In Western culture, the well-toned body with muscular definition is considered highly desirable. Among desired features, men and women often strive for defined, anterior abdominal wall musculature, or “six-pack abs.” Vigorous exercise and tightly controlled diets, however, are not always enough to provide men and women with the desired appearance of their abdominal muscles. Plastic surgery has become a readily available option for those seeking improvement of their abdominal musculature appearance.
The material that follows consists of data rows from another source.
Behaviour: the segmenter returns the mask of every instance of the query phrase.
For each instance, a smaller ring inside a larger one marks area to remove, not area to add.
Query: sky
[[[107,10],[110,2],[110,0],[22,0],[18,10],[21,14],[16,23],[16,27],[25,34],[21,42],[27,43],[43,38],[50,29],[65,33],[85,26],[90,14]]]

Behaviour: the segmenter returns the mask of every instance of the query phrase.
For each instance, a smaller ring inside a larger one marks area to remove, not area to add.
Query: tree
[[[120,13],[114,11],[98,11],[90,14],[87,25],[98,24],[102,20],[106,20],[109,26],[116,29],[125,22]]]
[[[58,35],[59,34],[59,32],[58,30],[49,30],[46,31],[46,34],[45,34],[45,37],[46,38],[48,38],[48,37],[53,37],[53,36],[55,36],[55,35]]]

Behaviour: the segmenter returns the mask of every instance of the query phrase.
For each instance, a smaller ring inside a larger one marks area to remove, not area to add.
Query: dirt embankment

Liposuction “abdominal etching”—the removal of fat through lipoaspiration from specific and defined subcutaneous planes with the goal of improving body contour and appearance—has become increasingly popular among patients seeking a more muscular-appearing, well-defined abdomen and trunk.
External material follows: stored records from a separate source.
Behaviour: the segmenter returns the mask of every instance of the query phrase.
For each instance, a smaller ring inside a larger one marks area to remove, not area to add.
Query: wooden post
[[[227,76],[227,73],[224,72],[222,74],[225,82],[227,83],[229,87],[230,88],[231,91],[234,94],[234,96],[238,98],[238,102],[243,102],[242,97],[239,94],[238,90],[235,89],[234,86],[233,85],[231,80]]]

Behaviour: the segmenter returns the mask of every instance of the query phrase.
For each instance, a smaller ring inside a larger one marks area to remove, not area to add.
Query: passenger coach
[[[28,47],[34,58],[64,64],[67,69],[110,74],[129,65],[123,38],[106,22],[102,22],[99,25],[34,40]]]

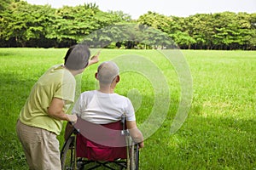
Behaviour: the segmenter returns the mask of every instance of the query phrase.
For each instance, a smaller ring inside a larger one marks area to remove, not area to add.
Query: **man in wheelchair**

The notion of removing fat from localized body sites is not a new idea. Charles Dujarrier performed the first known attempt to remove subcutaneous fat through a small incision using a uterine curettage of a dancer from the Folies Bergere.1 Unfortunately, Dujarrier injured the femoral artery, leading to the amputation of one of the dancer’s legs. Schrudde reported curetting subcutaneous fat from the lower leg through a small incision in 1972.1,2 However, blind aggressive undermining using a sharp curette resulted in lymphatic leaks, hematomas, and skin necrosis.1,2
Modern liposuction began with the techniques of Arpad and Giorgio Fischer in the 1970s.1,2 Although they were the first to add suction to facilitate fat extraction, their instruments were sharp, resulting in complications.1 Ulrich Kesselring introduced the idea of working in the deep fat compartment above the muscle fascia. Kesselring still used sharp instrumentation with suction, but achieved better outcomes than previously presented because of his restrictive patient selection: young female patients with a small amount of localized fat and elastic skin.1
In 1980, Yves Gerard Illouz introduced the use of blunt instrumentation to remove fat while preserving other structures between the dermis and muscle fascia. He also starting using a wet technique, infiltrating 200 to 300 ml of hypotonic saline and hyaluronidase solution before aspiration.1,2 By the 1980s to 1990s, an increasing number of residency programs included training courses and live operations, popularizing the procedure.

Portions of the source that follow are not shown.